A new study just out of Loma Linda University funded by the National Cancer Institute reported that vegans have lower rates of cancer than both meat-eaters and vegetarians. Vegan women, for example, had 34 percent lower rates of female-specific cancers such as breast, cervical, and ovarian cancer. And this was compared to a group of healthy omnivores who ate substantially less meat than the general population (two servings a week or more), as well as after controlling for non-dietary factors such as smoking, alcohol, and a family history of cancer.

Why do vegans have such lower cancer risk? This is fascinating stuff: An elegant series of experiments was performed in which people were placed on different diets and their blood was then dripped on human cancer cells growing in a petri dish to see whose diet kicked more cancer butt. Women placed on plant-based diets for just two weeks, for example, were found to suppress the growth of three different types of breast cancer (see images of the cancer clearance). The same blood coursing through these womens' bodies gained the power to significantly slow down and stop breast cancer cell growth thanks to just two weeks of eating a healthy plant-based diet! (Two weeks! Imagine what's going on in your body after a year!) Similar results were found for men against prostate cancer (as well as against prostate enlargement).

How may a simple dietary change make one's bloodstream so inhospitable to cancer in just a matter of days? The dramatic improvement in cancer defenses after two weeks of eating healthier is thought to be due to changes in the level of a cancer-promoting growth hormone in the body called IGF-1. Animal protein intake increases the levels of IGF-1 in our body, but within two weeks of switching to a plant-based diet, IGF-1 levels in the bloodstream drop sufficiently to help slow the growth of cancer cells.

How plant-based do we need to eat?
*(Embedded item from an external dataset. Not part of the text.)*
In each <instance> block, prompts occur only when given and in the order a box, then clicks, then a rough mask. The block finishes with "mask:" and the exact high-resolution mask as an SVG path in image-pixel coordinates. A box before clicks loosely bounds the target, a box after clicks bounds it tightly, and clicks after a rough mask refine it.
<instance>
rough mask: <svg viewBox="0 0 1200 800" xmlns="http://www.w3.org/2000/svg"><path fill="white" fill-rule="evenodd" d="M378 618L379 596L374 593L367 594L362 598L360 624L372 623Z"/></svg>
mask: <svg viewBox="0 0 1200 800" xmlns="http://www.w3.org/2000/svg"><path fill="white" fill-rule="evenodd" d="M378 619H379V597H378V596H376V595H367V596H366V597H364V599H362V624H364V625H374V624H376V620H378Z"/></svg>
Studies comparing levels of IGF-1 in meat-eaters vs. vegetarians vs. vegans suggest that we should lean toward eliminating animal products from our diets altogether. This is supported by the new study in which the thousands of American vegans studied not only had lower rates of obesity, diabetes, and hypertension, but significantly lower cancer risk as well.

This makes sense when you consider the research done by Drs. Dean Ornish and Nobel Prize winner Elizabeth Blackburn; they found that a vegan diet caused more than 500 genes to change in only three months, turning on genes that prevent disease and turning off genes that cause breast cancer, heart disease, prostate cancer, and other illnesses. This is empowering news, given that most people think they are a victim of their genes, helpless to stave off some of the most dreaded diseases. We aren't helpless at all; in fact, the power is largely in our hands. It's on our forks, actually.